With the Red Menace annexed to history books I assumed the Russians had ended their spy craft hijinks.  It feels good to be wrong. How delightful to learn espionage is alive and well, though, like myself, relatively ineffective and living in the suburbs.  From what I’ve gleaned from the news apparently these weren't very good spies.  Instructed to predict movements in American foreign policy and the Obama agenda, the quality of intel they passed along could have been recapped by watching FOX News.  Reportedly they weren’t very tech savvy either a son of one of the couples said, “Espionage agents?  I had to show them how to access their Yahoo account.”  Embracing the part of real Americans they emulated our culture by padding expense reports and tried to shake their bosses down for extra pocket money.  And for the most part they fit in, my favorite quote came from a fifteen year old neighbor, “They couldn’t have been spies,” she said jokingly. “Look what she did with the hydrangeas.”

Somewhere along the line they slipped up and I think the femme fatals are probably to blame.  Somebody left the CRAFT out of spy craft.  Sure they were using invisible ink, hiding stuff in fake rocks but that was gear on loan from Moscow HQ.  You want to have a quality invisible ink, the kind the FBI is never going to detect, make it yourself and I’m speaking from experience here.  I’ve got hundreds of documents lying around my den of thieves nobody is ever going to decrypt.  In fact, they are so good, I don’t even know which ones they are anymore.

Also in all the reports I’m reading, nobody is mentioning hobbies, no knitting, terrarium building, scrabble tile necklaces, if you want to blend in these days you’d better be crafting.  If you live in Montclair NJ and neighbor isn’t scrapbooking she’s  a Russian sleeper agent, trust me on this.  I don’t even like scrapbooking, but I do it to keep up appearances- I’ve taken to embellishing my manifestos, you’ve no idea how charming Mao’s Little Red Book looks with a few Mary Englebreit stickers in the margins.
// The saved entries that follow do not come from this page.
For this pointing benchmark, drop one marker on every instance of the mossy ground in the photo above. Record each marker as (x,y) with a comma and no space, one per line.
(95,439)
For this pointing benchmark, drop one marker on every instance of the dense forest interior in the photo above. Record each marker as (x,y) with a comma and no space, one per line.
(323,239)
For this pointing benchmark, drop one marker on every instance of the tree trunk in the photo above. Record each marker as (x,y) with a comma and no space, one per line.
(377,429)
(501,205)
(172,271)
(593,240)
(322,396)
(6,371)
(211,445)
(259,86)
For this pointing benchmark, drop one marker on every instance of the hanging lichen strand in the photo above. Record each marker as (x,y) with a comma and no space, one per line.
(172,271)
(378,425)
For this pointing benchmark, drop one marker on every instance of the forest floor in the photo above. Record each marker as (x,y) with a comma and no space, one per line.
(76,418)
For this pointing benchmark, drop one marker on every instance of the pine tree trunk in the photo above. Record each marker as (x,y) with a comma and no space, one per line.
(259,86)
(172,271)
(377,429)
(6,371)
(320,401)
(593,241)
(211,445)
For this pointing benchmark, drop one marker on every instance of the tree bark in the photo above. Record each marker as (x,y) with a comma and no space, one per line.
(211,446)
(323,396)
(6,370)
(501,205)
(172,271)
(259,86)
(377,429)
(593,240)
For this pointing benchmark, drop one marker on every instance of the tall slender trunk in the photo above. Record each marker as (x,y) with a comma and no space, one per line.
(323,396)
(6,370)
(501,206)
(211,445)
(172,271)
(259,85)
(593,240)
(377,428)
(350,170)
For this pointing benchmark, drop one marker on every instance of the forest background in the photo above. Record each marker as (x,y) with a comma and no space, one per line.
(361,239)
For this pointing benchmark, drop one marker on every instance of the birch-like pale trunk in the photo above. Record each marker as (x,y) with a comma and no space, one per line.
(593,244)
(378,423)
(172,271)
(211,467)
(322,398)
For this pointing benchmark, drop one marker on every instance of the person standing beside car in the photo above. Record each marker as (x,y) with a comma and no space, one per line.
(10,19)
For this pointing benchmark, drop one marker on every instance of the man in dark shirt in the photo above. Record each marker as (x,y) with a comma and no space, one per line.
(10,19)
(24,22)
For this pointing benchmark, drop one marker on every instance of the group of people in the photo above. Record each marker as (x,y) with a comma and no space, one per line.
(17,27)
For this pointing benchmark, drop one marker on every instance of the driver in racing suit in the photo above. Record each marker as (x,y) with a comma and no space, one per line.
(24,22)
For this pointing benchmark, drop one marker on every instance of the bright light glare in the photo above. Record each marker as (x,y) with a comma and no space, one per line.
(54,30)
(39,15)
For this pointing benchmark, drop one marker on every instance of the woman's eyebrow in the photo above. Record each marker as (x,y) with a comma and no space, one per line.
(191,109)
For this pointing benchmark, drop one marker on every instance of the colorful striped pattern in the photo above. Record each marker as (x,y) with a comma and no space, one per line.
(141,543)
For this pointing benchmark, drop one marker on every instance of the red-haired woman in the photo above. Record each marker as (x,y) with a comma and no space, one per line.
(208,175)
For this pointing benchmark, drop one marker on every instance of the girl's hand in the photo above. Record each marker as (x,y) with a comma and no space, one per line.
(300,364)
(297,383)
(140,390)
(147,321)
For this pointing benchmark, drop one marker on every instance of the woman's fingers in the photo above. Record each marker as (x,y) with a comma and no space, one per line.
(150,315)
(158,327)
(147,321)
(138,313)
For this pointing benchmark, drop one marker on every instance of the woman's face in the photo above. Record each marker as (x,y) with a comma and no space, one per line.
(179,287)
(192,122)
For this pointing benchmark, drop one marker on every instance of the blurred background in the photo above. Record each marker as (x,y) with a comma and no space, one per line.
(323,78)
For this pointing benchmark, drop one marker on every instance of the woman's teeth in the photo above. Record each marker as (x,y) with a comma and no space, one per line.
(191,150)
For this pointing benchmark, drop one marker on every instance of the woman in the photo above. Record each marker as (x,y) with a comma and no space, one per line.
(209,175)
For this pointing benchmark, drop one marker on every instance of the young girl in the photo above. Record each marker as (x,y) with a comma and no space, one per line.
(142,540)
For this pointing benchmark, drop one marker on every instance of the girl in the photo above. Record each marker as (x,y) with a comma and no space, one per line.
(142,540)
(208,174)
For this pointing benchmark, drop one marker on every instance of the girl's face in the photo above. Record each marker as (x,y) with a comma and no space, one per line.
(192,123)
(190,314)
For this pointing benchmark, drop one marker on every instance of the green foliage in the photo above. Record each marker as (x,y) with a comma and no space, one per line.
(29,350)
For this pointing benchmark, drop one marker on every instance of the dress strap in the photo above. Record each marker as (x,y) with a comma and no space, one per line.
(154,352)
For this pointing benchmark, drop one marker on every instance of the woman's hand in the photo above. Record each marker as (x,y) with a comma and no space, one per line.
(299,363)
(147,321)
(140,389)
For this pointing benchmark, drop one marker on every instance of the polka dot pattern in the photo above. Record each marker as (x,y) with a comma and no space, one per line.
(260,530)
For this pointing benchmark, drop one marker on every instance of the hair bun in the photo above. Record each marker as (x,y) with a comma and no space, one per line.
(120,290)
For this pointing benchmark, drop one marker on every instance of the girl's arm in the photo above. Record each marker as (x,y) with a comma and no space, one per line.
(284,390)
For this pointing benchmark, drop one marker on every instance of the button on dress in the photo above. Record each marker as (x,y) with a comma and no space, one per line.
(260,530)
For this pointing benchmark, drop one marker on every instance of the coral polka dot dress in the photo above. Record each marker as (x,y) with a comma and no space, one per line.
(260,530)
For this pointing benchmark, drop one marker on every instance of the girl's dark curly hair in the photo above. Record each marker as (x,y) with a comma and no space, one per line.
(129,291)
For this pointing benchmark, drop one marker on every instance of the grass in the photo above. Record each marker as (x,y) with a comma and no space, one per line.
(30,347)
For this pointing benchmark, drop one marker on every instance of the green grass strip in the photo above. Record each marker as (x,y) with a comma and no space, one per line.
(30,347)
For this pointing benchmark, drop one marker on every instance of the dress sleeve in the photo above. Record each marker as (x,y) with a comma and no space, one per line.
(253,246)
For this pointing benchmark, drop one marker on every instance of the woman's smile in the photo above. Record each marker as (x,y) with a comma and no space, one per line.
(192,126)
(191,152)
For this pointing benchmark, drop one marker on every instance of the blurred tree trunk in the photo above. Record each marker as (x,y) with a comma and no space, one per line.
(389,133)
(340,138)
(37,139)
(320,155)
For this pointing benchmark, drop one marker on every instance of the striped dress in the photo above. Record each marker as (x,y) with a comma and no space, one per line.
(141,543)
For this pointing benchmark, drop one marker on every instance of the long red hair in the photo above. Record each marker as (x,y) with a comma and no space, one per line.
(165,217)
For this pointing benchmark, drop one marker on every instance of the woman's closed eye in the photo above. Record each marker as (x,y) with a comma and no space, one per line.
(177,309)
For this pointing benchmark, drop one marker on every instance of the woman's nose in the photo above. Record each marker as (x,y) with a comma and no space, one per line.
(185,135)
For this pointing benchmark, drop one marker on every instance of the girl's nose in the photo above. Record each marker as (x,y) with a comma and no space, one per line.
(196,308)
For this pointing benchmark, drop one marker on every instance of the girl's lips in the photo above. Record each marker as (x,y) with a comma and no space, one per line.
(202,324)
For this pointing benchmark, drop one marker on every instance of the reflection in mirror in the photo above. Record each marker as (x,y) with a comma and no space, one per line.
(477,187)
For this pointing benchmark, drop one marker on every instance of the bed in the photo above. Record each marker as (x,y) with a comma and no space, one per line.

Any decent bad guy is making a weekly supply run to JoAnne’s.  Let’s say I want to whip up a ransom note, back in the day I’d be cutting up magazines one letter at a time and my lines would get all wonky, I’d have inconsistent spacing, the whole thing was a mess.  Last month I picked up a sweet square shaped paper punch and the whole process is beautifully streamlined.  They have machinist gloves which keep me from leaving the tell all finger prints AND help with my carpal tunnel syndrome.  And there are dozens of glues to choose from to stick my letters down, one stop shopping.

one hot spy
one hot spy

As I watch the drama unfold it looks like one of the suspects made his break for freedom- well actually the government of Cyprus let the 11th spy out on a $20,000 bond and he opted not to show up in court the next day.  In my mind he’s hiding in the men’s room of an east bound train in some country I can’t pronounce.  He’s doctoring up a fake passport MacGyver style with travel glue a zippo lighter and some gum he found on the bottom of his shoe.  In the morning he’s going to craft up a convincing disguise using a stolen porter’s jacket and some dinner napkins, that’s what cool spies do, we make stuff.

And another thing, all this talk about the “Lady in Red”, sexy Anna Chapman this and sultry redhead that…  blah blah blah, fine, whatever.  Once again the media misses the big picture, Mikhail Semenko, that is what a hot spy looks like, you want to come in from the cold baby, I'll give you my number, just let me grab my glue gun and we’ll plan the revolution together.